I was missing my digital TV recorder; that clever little box that captures all my favourite programmes so I can watch them whenever I want to – with my finger poised over the fast forward button waiting for the little fuzzy black and white box to appear that marks the looming ad break.
Digital TV recorders are already in more than a quarter of UK households and the switchover is only now really beginning to ramp up to its completion in 2012. Wow, I thought, we could be on track for an exciting revolution in the way we all watch TV!
But then I started to worry about what ditching live TV would actually mean.
You see, while I’m not really a fan of ad breaks, I am a fan of decent TV content. If we’re not watching the ads, then why will brands bother spending money on them? UK internet ad spend overtook TV for the first time this year and ITV’s falling advertising revenues have been reported widely this month.
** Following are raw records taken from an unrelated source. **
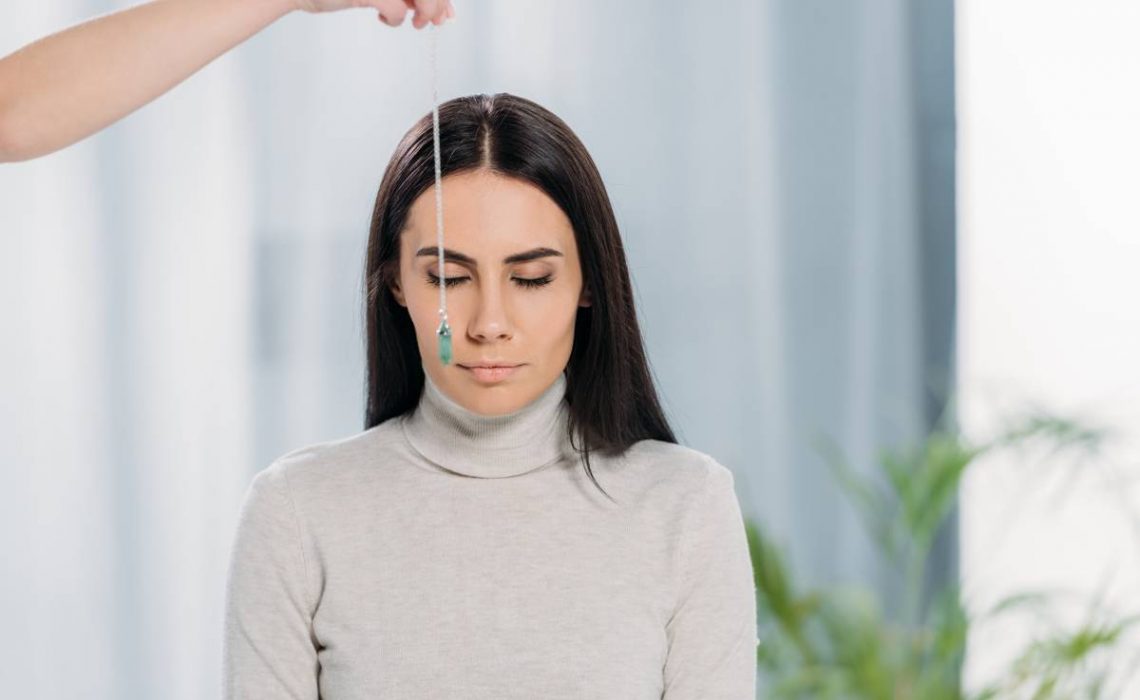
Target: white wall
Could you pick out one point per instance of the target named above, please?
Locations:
(1049, 312)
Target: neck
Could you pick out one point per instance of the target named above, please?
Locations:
(490, 446)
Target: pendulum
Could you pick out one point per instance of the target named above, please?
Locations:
(444, 332)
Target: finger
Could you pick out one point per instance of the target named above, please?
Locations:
(428, 11)
(392, 11)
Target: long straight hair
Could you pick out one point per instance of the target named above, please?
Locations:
(611, 397)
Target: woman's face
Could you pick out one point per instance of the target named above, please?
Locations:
(514, 291)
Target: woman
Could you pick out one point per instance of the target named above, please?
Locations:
(526, 532)
(531, 531)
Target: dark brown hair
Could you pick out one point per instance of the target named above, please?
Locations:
(609, 390)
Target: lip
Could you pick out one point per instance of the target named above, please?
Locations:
(491, 373)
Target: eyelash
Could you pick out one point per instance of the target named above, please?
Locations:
(450, 282)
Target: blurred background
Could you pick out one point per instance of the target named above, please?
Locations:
(844, 220)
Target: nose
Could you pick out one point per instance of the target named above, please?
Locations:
(489, 320)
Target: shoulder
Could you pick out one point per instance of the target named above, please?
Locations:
(678, 471)
(330, 462)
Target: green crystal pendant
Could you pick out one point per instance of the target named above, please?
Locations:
(445, 343)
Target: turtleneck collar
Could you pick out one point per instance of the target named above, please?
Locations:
(475, 445)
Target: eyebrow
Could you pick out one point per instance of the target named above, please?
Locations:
(457, 257)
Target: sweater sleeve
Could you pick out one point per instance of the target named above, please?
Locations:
(268, 649)
(713, 632)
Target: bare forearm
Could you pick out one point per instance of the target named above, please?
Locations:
(70, 84)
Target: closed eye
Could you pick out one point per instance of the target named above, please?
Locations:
(523, 282)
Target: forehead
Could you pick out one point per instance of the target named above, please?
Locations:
(483, 211)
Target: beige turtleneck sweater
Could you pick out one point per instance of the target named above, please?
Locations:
(447, 554)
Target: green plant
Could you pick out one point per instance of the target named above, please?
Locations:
(838, 643)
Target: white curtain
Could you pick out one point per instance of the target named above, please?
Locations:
(181, 295)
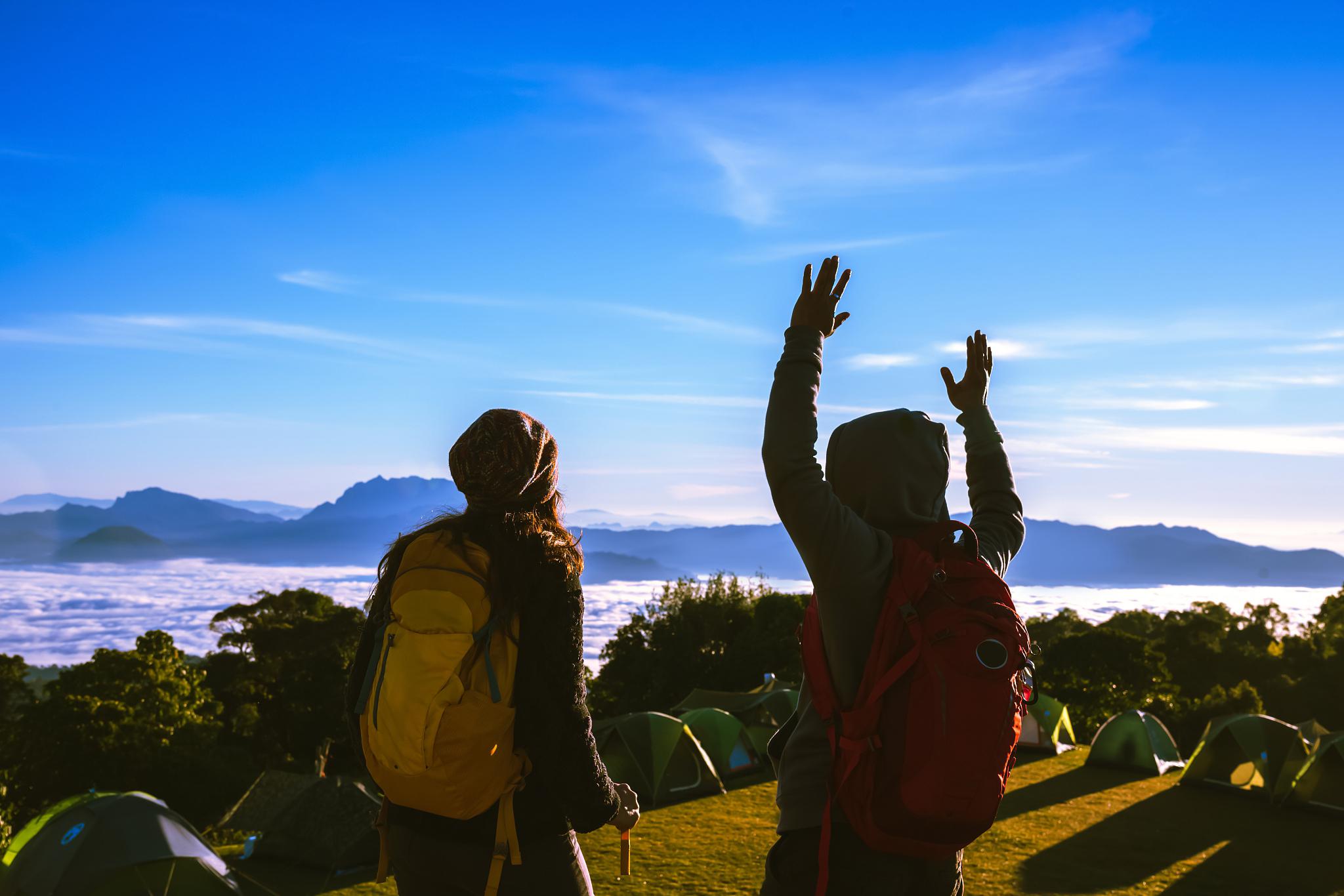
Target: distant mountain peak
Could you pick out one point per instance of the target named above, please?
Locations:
(409, 497)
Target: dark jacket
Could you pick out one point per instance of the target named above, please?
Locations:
(886, 474)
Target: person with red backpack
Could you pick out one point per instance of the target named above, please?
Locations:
(467, 693)
(915, 664)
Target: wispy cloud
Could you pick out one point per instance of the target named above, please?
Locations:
(690, 323)
(691, 492)
(759, 133)
(322, 280)
(1238, 382)
(701, 401)
(1143, 403)
(674, 321)
(1292, 441)
(1308, 348)
(878, 361)
(198, 333)
(826, 247)
(655, 398)
(136, 422)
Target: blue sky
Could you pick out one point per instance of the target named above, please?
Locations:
(262, 251)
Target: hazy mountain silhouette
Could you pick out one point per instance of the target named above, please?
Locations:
(115, 544)
(355, 528)
(47, 501)
(270, 508)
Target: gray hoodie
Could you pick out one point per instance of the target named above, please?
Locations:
(886, 474)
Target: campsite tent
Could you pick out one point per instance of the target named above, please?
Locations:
(109, 843)
(1320, 781)
(323, 823)
(763, 711)
(658, 755)
(1135, 739)
(1312, 731)
(724, 739)
(1047, 725)
(1246, 752)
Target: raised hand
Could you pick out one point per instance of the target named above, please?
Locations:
(816, 305)
(973, 388)
(628, 816)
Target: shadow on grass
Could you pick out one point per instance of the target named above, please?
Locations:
(1260, 849)
(1058, 789)
(1028, 757)
(265, 878)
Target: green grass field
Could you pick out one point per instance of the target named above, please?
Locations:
(1062, 829)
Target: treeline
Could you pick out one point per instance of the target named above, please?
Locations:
(191, 731)
(1185, 665)
(1191, 665)
(195, 731)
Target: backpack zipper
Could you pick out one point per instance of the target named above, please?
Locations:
(382, 675)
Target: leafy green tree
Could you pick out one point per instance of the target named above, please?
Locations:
(721, 633)
(280, 675)
(1102, 670)
(14, 691)
(1046, 630)
(125, 720)
(14, 699)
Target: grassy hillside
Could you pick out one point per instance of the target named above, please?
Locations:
(1063, 829)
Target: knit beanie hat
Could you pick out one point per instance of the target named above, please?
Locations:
(505, 461)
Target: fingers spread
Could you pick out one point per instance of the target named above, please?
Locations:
(845, 280)
(827, 275)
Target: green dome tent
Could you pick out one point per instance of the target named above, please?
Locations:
(1312, 731)
(724, 739)
(323, 823)
(1135, 739)
(658, 755)
(1246, 752)
(106, 844)
(763, 711)
(1320, 781)
(1047, 725)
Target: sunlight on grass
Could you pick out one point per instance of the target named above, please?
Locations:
(1063, 829)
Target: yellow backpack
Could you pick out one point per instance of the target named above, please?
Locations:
(436, 712)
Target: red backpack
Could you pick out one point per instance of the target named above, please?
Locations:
(921, 761)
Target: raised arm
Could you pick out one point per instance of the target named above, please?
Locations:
(830, 537)
(995, 508)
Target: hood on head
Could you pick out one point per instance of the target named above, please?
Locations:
(891, 469)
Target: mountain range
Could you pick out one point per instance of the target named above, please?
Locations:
(355, 528)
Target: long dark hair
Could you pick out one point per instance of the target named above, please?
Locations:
(531, 555)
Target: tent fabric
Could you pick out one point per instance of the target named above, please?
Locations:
(1135, 739)
(764, 707)
(773, 684)
(1319, 782)
(1246, 752)
(658, 755)
(115, 844)
(763, 711)
(724, 741)
(1047, 725)
(1313, 731)
(324, 823)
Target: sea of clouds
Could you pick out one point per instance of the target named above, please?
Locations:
(61, 614)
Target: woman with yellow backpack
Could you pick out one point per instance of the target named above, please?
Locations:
(468, 684)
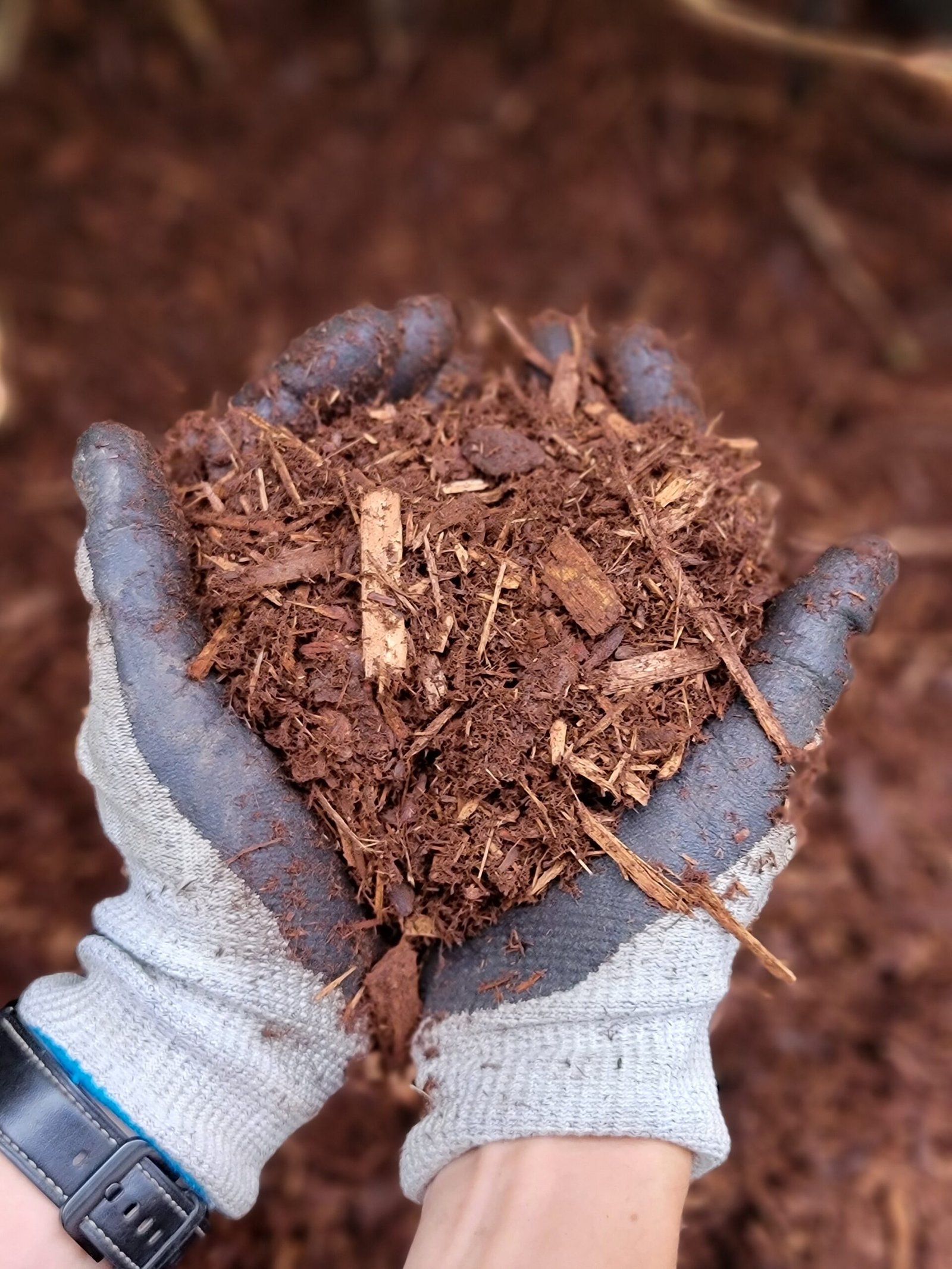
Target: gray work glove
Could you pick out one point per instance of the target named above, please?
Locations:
(603, 1031)
(203, 1016)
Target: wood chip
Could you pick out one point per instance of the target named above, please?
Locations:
(201, 665)
(355, 850)
(676, 896)
(710, 623)
(584, 589)
(491, 613)
(432, 730)
(556, 740)
(302, 564)
(283, 474)
(383, 628)
(331, 986)
(650, 668)
(566, 381)
(466, 487)
(547, 877)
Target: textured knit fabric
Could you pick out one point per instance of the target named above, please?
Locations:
(624, 1054)
(189, 1014)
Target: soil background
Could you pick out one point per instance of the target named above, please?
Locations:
(165, 230)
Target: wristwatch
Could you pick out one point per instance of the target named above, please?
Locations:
(118, 1198)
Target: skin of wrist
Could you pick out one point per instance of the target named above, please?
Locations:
(558, 1202)
(31, 1224)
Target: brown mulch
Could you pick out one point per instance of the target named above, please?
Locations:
(162, 236)
(453, 693)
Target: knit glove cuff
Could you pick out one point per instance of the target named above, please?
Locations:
(622, 1054)
(193, 1020)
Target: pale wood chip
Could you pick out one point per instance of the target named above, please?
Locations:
(650, 668)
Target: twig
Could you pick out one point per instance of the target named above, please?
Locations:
(193, 23)
(432, 570)
(327, 990)
(283, 475)
(248, 851)
(4, 388)
(432, 729)
(15, 18)
(931, 64)
(851, 280)
(491, 613)
(350, 844)
(528, 350)
(384, 631)
(201, 664)
(711, 625)
(677, 896)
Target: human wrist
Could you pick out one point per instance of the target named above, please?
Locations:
(560, 1202)
(32, 1230)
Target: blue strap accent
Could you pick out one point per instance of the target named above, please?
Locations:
(88, 1084)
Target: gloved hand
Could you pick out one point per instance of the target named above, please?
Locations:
(607, 1032)
(206, 1014)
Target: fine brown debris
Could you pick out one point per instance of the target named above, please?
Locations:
(446, 619)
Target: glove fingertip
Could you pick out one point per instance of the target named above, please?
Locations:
(645, 375)
(427, 331)
(551, 334)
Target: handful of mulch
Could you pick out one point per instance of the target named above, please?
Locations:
(475, 627)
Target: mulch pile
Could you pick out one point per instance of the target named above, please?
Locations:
(167, 236)
(452, 621)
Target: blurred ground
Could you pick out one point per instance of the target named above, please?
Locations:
(163, 233)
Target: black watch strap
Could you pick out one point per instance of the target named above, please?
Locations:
(116, 1195)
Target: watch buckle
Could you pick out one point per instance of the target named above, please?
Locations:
(117, 1167)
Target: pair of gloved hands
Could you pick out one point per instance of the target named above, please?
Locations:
(203, 1016)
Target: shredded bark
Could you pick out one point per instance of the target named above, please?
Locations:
(461, 622)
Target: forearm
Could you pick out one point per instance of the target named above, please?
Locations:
(31, 1224)
(558, 1202)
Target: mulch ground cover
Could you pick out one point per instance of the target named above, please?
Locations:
(163, 236)
(471, 625)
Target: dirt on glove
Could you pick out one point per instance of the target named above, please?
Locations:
(452, 621)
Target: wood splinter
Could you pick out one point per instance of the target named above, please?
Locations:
(383, 628)
(676, 895)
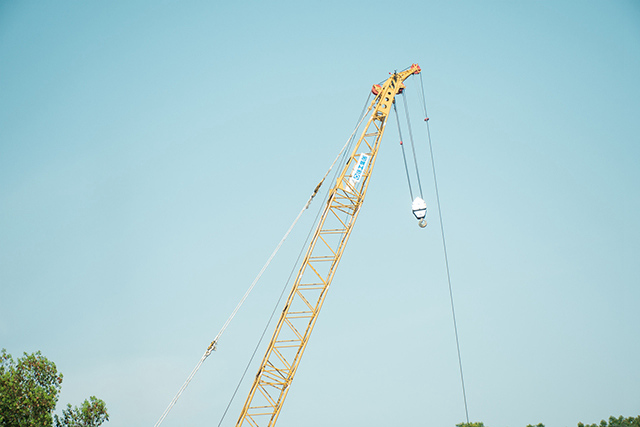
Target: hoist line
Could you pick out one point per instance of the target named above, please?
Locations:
(214, 343)
(413, 149)
(282, 293)
(446, 258)
(404, 156)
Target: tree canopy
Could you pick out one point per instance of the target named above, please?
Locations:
(29, 389)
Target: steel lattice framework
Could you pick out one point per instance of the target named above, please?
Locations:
(290, 338)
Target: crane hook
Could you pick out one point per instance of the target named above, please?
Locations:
(419, 208)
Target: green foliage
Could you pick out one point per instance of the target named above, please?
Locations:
(616, 422)
(92, 413)
(29, 389)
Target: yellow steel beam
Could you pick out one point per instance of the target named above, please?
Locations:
(290, 338)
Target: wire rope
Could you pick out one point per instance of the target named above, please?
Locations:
(446, 258)
(404, 156)
(214, 343)
(282, 293)
(413, 149)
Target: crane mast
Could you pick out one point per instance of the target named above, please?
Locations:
(290, 338)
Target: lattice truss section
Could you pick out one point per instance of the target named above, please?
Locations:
(299, 315)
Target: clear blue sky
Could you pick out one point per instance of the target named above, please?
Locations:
(152, 154)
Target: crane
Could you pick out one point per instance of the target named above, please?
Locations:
(282, 358)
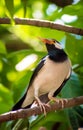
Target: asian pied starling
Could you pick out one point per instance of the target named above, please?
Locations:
(48, 78)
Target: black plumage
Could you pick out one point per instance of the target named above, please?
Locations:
(48, 78)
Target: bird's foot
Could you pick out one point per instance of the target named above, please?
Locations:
(42, 105)
(62, 101)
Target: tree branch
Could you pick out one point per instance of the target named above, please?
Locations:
(23, 113)
(42, 23)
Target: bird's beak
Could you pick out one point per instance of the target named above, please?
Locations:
(46, 40)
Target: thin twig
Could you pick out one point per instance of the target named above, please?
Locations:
(23, 113)
(43, 23)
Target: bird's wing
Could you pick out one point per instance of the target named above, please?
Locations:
(59, 89)
(37, 69)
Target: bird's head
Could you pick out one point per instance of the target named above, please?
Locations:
(51, 42)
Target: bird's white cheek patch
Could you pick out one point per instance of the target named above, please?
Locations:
(58, 46)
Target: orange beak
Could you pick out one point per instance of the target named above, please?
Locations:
(46, 40)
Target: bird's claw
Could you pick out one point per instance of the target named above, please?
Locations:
(63, 101)
(42, 105)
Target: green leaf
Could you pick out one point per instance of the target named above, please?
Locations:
(74, 47)
(10, 7)
(2, 48)
(5, 99)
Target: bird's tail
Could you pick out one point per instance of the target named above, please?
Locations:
(19, 104)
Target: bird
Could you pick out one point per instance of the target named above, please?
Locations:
(48, 78)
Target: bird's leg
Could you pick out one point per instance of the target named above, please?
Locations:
(51, 98)
(40, 104)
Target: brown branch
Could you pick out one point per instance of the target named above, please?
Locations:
(42, 23)
(23, 113)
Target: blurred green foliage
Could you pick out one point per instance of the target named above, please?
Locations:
(18, 41)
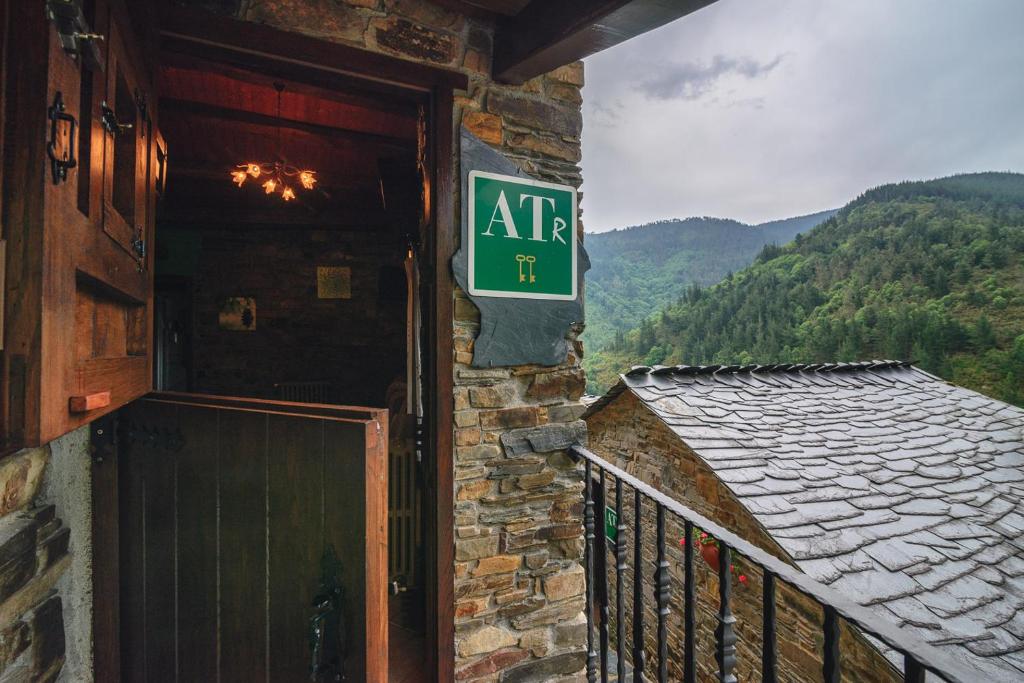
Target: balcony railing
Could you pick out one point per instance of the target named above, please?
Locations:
(631, 658)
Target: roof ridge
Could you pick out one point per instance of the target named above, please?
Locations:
(637, 371)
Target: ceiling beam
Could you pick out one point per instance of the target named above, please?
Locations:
(547, 35)
(187, 107)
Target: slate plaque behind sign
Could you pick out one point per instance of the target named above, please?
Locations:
(513, 332)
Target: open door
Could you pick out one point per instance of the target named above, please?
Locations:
(253, 541)
(79, 287)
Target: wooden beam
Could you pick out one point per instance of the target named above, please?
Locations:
(255, 118)
(295, 56)
(374, 102)
(547, 35)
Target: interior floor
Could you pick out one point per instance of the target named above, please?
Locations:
(309, 296)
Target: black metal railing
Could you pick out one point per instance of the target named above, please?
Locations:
(918, 655)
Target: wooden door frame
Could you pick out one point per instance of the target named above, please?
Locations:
(330, 65)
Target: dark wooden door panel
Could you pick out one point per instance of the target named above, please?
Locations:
(227, 508)
(197, 561)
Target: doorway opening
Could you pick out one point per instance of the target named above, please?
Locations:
(311, 299)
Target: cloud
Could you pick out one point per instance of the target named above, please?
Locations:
(605, 116)
(691, 80)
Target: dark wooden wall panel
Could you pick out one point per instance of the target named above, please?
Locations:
(345, 514)
(132, 526)
(198, 466)
(295, 518)
(226, 508)
(243, 546)
(160, 552)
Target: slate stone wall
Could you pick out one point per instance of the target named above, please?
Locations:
(518, 498)
(627, 434)
(278, 268)
(33, 556)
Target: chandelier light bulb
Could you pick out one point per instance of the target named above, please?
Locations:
(280, 174)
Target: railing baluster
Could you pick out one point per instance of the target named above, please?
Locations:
(601, 568)
(639, 657)
(919, 656)
(830, 669)
(620, 583)
(588, 493)
(912, 671)
(662, 593)
(768, 645)
(725, 636)
(689, 608)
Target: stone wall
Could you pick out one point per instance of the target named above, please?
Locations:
(629, 435)
(518, 534)
(33, 557)
(278, 268)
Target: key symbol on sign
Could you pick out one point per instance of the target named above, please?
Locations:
(529, 260)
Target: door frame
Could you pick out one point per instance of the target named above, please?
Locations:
(297, 57)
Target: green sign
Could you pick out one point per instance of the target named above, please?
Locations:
(522, 238)
(610, 524)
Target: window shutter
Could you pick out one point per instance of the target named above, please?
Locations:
(79, 287)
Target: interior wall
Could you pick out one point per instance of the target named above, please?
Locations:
(356, 344)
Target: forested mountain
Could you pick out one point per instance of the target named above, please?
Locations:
(930, 271)
(637, 270)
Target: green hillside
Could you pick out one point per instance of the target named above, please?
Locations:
(637, 270)
(930, 271)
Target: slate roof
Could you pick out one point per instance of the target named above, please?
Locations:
(893, 486)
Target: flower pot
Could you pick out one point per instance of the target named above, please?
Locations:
(709, 552)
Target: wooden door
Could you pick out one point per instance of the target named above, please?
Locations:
(79, 198)
(228, 510)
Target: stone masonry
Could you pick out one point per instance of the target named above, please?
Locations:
(519, 589)
(626, 433)
(33, 556)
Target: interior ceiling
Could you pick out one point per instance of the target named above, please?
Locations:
(506, 7)
(214, 121)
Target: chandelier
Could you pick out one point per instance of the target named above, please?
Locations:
(279, 176)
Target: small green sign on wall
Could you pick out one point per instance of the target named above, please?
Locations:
(522, 238)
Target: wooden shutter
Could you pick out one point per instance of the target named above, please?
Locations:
(79, 286)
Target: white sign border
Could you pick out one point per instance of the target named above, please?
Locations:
(473, 290)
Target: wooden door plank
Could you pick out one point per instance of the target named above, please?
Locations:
(131, 484)
(295, 504)
(344, 524)
(161, 540)
(242, 557)
(198, 469)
How, with falling revenues, will the stations be able to commission, or buy, lovely new dramas, documentaries and entertainment shows?
Could we be condemning ourselves to a multitude of commercial digital TV channels that show nothing more than repeats of Friends, Murder She Wrote and the like?
And here’s another thing. I have a nagging feeling that if we skip the ads too often we may well miss out on those gems of genius that show the creativity that our ad agencies are capable of.
Does anyone know if milk is still what Ian Rush drinks?